イスラーム地域研究国際シンポジウムレポート

上智大学大学院 外国語学研究科
地域研究専攻 博士前期課程1年

飯村 直樹

 
2001年10月5日から8日の4日間にわたって、国際シンポジウム"The Dynamism of Muslim Societies: Toward New Horizons in Islamic Area Studies "が千葉県、木更津にて開催された。3日目の第四セッション"Sufis and Saints Among the People in Muslim Societies"においては、計10人の研究者の発表が行われた。
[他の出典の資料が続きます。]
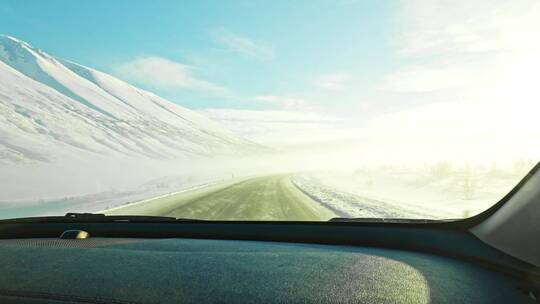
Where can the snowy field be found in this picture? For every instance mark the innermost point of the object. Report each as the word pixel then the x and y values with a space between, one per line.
pixel 438 192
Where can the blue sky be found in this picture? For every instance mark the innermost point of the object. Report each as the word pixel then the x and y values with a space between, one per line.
pixel 231 54
pixel 435 77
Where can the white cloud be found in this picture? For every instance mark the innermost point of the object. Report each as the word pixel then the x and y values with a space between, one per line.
pixel 334 81
pixel 284 102
pixel 464 45
pixel 165 74
pixel 279 129
pixel 243 45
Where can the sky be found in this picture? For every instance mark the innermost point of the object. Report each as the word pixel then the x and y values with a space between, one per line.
pixel 452 73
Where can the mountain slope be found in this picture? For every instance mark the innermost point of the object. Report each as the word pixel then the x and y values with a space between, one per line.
pixel 53 108
pixel 68 130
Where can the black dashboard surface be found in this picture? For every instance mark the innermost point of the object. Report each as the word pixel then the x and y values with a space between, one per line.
pixel 124 270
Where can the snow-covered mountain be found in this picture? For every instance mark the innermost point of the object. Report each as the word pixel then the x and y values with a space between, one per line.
pixel 58 118
pixel 52 108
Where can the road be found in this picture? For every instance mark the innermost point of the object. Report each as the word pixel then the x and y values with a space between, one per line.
pixel 260 198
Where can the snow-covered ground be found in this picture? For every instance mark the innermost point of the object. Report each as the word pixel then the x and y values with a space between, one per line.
pixel 69 130
pixel 100 201
pixel 402 193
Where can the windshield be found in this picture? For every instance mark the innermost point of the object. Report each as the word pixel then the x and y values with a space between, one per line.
pixel 266 110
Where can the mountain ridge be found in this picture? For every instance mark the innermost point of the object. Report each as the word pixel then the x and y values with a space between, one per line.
pixel 110 116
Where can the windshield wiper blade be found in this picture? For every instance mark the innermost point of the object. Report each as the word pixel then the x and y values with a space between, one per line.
pixel 73 217
pixel 383 220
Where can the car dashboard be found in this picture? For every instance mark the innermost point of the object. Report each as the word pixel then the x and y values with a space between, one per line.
pixel 187 270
8人目の私市正年氏は"Sufi Orders and Islamic Resurgence in Contemporary Egypt :Analysis of the Daftar of the Burhami Tariqa"と題し、フィールドワークから得た資料を豊富に用いて現代におけるスーフィー教団(Sufi Orders)の実態、社会的意味について野心的な発表を行った。氏は、現在までの研究においては、スーフィー教団が社会的・政治的に果たしてきた多大な役割が、19世紀の終わりから20世紀の初めにかけて近代化のプロセスの中で弱められてきたとされており、1970年代に興隆してきたムスリム同胞団のようなイスラーム政治運動は大きく注目されたが、スーフィー教団や聖者信仰についてはあまり注目されてこなかったとする。また研究のほとんどが人類学的、社会学的なものであり、儀礼的、社会文化的側面に焦点を当てている、と研究の偏りを指摘する。
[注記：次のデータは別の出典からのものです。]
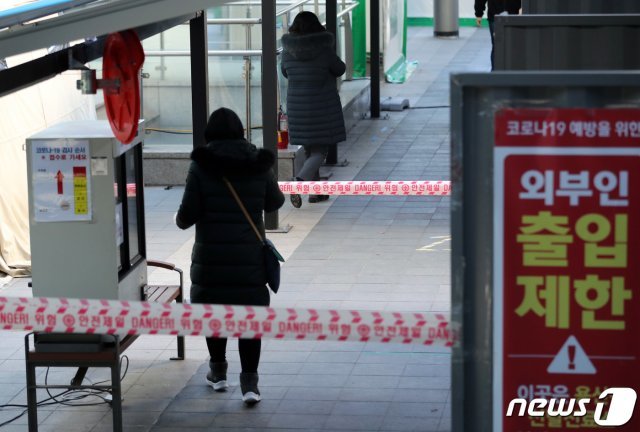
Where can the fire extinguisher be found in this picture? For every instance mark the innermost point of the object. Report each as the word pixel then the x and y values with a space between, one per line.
pixel 283 130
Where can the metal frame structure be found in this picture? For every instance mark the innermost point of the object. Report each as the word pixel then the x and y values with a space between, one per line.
pixel 94 20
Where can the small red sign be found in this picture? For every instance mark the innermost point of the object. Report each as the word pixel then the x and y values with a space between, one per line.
pixel 566 245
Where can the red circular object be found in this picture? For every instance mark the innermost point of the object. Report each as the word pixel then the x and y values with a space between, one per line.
pixel 122 59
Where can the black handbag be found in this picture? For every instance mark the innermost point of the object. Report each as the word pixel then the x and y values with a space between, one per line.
pixel 272 257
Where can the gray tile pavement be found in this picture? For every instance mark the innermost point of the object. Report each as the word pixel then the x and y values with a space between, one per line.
pixel 385 253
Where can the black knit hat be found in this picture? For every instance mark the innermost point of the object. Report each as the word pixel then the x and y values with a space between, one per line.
pixel 223 124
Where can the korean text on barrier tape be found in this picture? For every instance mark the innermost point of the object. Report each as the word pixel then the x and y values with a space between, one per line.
pixel 423 187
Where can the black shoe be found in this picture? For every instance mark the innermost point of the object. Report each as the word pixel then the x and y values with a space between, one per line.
pixel 217 376
pixel 317 198
pixel 296 200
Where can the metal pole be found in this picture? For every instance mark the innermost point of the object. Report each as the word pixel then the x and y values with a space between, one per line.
pixel 445 18
pixel 331 17
pixel 332 27
pixel 269 92
pixel 374 33
pixel 199 77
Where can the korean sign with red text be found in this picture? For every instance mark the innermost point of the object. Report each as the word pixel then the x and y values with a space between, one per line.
pixel 566 261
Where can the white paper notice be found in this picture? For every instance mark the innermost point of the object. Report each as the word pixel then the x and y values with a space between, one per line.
pixel 61 177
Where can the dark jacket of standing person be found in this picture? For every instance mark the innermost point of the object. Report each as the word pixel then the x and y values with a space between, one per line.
pixel 512 7
pixel 310 63
pixel 227 262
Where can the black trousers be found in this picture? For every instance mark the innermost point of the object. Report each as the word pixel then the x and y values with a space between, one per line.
pixel 249 352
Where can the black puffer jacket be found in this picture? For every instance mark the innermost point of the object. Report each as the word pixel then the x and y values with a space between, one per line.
pixel 227 262
pixel 315 114
pixel 512 7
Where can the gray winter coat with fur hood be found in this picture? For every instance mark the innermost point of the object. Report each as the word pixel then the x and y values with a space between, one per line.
pixel 227 262
pixel 315 114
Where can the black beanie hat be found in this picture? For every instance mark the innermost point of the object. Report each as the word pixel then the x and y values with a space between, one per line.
pixel 223 124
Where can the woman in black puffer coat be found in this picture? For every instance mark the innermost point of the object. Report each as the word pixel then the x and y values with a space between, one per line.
pixel 310 63
pixel 227 261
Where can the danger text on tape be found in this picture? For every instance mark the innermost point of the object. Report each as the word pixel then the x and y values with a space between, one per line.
pixel 425 187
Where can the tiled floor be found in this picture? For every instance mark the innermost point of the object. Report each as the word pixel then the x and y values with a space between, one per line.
pixel 385 253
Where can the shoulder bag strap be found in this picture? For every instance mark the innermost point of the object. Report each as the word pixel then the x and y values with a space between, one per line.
pixel 244 210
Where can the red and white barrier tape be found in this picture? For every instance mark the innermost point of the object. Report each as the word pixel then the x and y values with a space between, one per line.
pixel 424 187
pixel 124 317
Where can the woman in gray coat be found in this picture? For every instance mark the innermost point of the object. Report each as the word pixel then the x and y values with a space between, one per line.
pixel 227 264
pixel 310 63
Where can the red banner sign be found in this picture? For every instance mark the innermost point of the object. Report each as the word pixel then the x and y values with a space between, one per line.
pixel 567 202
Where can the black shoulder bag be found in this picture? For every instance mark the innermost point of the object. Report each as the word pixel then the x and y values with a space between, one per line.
pixel 272 257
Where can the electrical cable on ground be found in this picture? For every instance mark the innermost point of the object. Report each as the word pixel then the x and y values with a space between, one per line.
pixel 69 395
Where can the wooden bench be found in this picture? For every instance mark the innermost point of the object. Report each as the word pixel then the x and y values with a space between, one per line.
pixel 90 350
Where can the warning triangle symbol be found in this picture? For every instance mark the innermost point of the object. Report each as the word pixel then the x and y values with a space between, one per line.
pixel 571 359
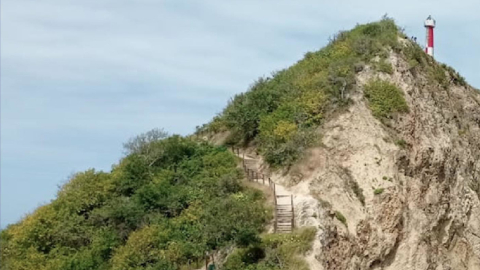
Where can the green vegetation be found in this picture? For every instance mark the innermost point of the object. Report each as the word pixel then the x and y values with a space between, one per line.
pixel 385 99
pixel 169 201
pixel 280 113
pixel 384 66
pixel 401 143
pixel 341 218
pixel 275 251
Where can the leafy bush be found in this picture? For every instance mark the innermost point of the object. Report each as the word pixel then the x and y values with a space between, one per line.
pixel 160 208
pixel 275 251
pixel 384 66
pixel 341 218
pixel 279 112
pixel 385 99
pixel 401 143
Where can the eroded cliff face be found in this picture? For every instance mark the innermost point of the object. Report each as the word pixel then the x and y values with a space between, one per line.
pixel 419 174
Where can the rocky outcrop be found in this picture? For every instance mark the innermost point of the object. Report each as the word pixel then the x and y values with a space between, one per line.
pixel 408 187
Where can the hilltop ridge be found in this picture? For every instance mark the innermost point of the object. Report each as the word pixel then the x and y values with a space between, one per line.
pixel 378 143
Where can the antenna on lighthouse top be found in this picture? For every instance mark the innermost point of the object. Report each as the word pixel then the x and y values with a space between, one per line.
pixel 430 25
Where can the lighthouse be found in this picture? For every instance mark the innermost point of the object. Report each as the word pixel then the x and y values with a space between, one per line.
pixel 429 25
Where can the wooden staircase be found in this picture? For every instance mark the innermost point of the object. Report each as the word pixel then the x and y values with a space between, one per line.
pixel 284 208
pixel 284 214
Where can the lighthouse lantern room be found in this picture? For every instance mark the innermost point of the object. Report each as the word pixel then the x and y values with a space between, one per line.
pixel 429 25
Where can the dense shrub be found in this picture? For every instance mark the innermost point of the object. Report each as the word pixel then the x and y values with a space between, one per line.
pixel 160 208
pixel 385 99
pixel 279 112
pixel 275 251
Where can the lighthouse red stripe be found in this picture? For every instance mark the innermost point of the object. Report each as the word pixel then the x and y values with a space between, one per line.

氏は1998-1999の間のエジプト滞在時にブルハーミー・タリーカ(Burhami・Tariqa)のシャイフ(Shaykh Muhammad Ali Muhammad Ashur)と会い、このタリーカの記帳簿(daftar)を入手した。発表は主にこの記帳簿の分析とシャイフのインタヴューから得られた情報の分析・解釈によって進められた。議論の骨子として、

1・)イスラーム政治運動(Islamic political movement)が顕在化した1970年代エジプトにおけるスーフィー教団の傾向。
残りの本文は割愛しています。